Figure 1: Data flow
Extract, Transform, and Load
In computing, extract, transform and load (ETL) refers to a process in database usage and especially in data warehousing that involves: 1) extracting data from outside sources 2) transforming it to fit operational needs (which can include quality levels) 3) loading it into the end target (the database or, more specifically, operational data store, data mart, or data warehouse). [1]
Begin by affirming that the level of validation from a business's source systems is done in a consistent manner. Investigate each source system's business data and understand the relationships (meta-data management) across the enterprise. Therein lies the root cause for potential data problems.
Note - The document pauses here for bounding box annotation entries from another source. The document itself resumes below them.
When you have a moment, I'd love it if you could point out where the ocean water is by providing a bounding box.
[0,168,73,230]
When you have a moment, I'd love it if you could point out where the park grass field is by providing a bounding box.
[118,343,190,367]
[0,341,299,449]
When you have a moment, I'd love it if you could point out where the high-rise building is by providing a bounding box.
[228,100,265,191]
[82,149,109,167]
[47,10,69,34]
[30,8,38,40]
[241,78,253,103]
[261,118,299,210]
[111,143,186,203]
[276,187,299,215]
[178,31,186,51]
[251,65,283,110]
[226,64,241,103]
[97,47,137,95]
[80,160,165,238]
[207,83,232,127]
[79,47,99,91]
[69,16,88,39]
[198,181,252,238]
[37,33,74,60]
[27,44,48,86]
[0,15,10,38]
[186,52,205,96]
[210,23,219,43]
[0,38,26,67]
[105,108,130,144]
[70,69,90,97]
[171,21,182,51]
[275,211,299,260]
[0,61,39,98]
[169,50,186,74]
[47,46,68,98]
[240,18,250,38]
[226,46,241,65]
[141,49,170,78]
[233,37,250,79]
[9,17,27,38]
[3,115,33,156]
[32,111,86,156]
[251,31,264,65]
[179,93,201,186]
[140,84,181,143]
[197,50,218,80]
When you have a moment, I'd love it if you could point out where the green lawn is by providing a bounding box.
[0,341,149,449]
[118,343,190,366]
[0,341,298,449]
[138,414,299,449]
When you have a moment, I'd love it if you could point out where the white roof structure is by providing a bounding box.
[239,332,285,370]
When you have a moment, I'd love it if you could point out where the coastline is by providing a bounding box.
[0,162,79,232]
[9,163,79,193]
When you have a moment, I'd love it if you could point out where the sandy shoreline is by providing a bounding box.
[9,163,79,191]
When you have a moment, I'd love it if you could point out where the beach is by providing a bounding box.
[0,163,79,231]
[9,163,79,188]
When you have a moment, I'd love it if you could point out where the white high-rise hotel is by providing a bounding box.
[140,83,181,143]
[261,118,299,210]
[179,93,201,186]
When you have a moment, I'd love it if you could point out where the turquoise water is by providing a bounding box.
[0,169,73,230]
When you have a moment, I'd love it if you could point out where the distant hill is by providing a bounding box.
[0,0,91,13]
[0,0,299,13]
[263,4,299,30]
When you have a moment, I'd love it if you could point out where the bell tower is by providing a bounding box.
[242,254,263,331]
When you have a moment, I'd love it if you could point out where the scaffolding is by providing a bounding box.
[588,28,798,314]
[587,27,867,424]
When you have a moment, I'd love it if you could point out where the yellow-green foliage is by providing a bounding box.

Examine out-bound data files mapping. Ask questions. What were the data relationships, and what business rules were applied? How and where were they applied during the ETL process? Did the tests cover stored procedures and functions, triggers, indexing, field size, field type, and formats? Did the data marts or data extracts need to include referential integrity tests to insure the reliability and integrity of the data?
Ensure that a common data dictionary and definition is in place to facilitate certification efforts. Be concerned about legacy data, as it is likely that the application has undergone many transformations throughout its life. With new applications or business rules, data gets appended and enhanced and might not resemble its original state. Look for the originating event, which could be embedded in the ETL process. These data anomalies should be clearly vetted across the organization and mitigated through a common approach.